Recently moved users are unable to authenticate with the Mobility server (FDN context change)

Many users not able to connect to synchronizer
User has been moved in the Directory Service (FDN context has changed)
User is unable to sync mail, contacts, calendar with previously added devices
Recently moved users are unable to authenticate with the Mobility server
Can't add user account(s) to device(s) - Failed to verify account information
/var/log/datasync/connects/mobility-agent.log: Failed to Authenticate User

If the authentication mode has been configured for LDAP, Mobility relies on the user's FDN to authenticate the user. If this user has been moved or relocated in the directory service, this can make it difficult for Mobility since it still relies on the old context.
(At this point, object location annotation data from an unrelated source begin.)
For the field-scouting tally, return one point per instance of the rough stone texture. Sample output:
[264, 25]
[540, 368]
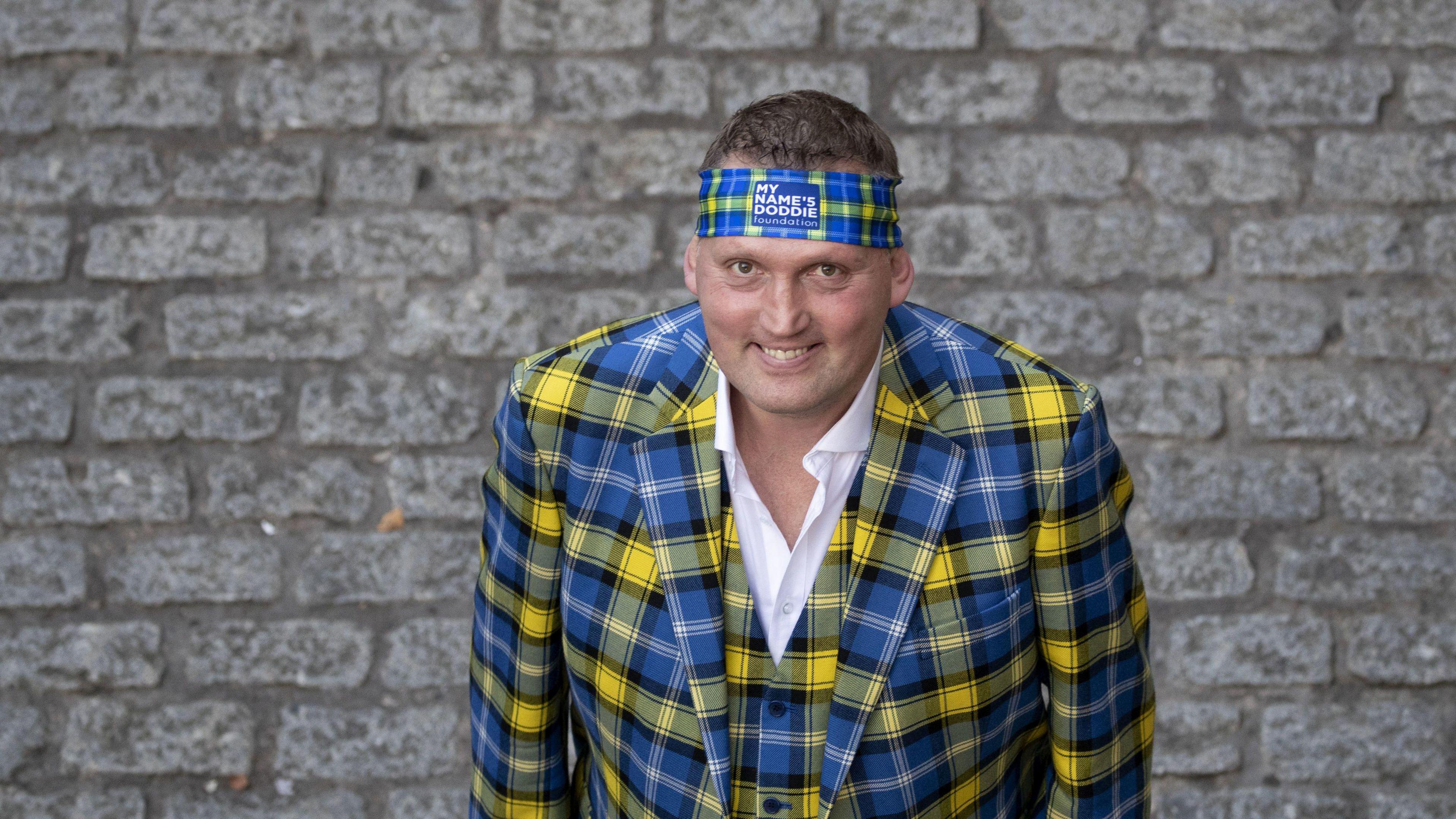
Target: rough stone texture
[158, 248]
[1359, 742]
[1193, 486]
[1196, 571]
[41, 571]
[194, 569]
[1154, 91]
[1257, 649]
[36, 410]
[1334, 406]
[209, 736]
[427, 653]
[308, 653]
[364, 744]
[75, 658]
Steps to resolve this issue differ depending if the user was added to the Mobility server as part of a group or individually:

• If the user was added as part of a group (group icon to the left of the user in WebAdmin | Users):
  See Updating a Group of Users in Your Mobility System.
  Note: This synchronization should happen automatically every so often behind the scenes. Technically, the old user is removed (in WebAdmin | Users, ~userid is displayed as deleting), while the new userid in the new context is added simultaneously.
  
  
• If the user was added individually (no group icon to the left of the user in WebAdmin | Users):
• (option A) Re-initialize the user from WebAdmin. See Reinitializing a User.
  
• (option B) Create an alias for the user in the old context. Then restart gms.
  Note: If authentication still fails, there is a possibility that the LDAP server needs to be configured to de-reference alias objects (properties of ldap server object | general tab) See Understanding and Using NDS Alias Objects for further details.
  
• (option C) Move the user back to the old context and then restart gms.
  

The Mobility server is authenticating user(s) to old context that no longer exists in the directory service.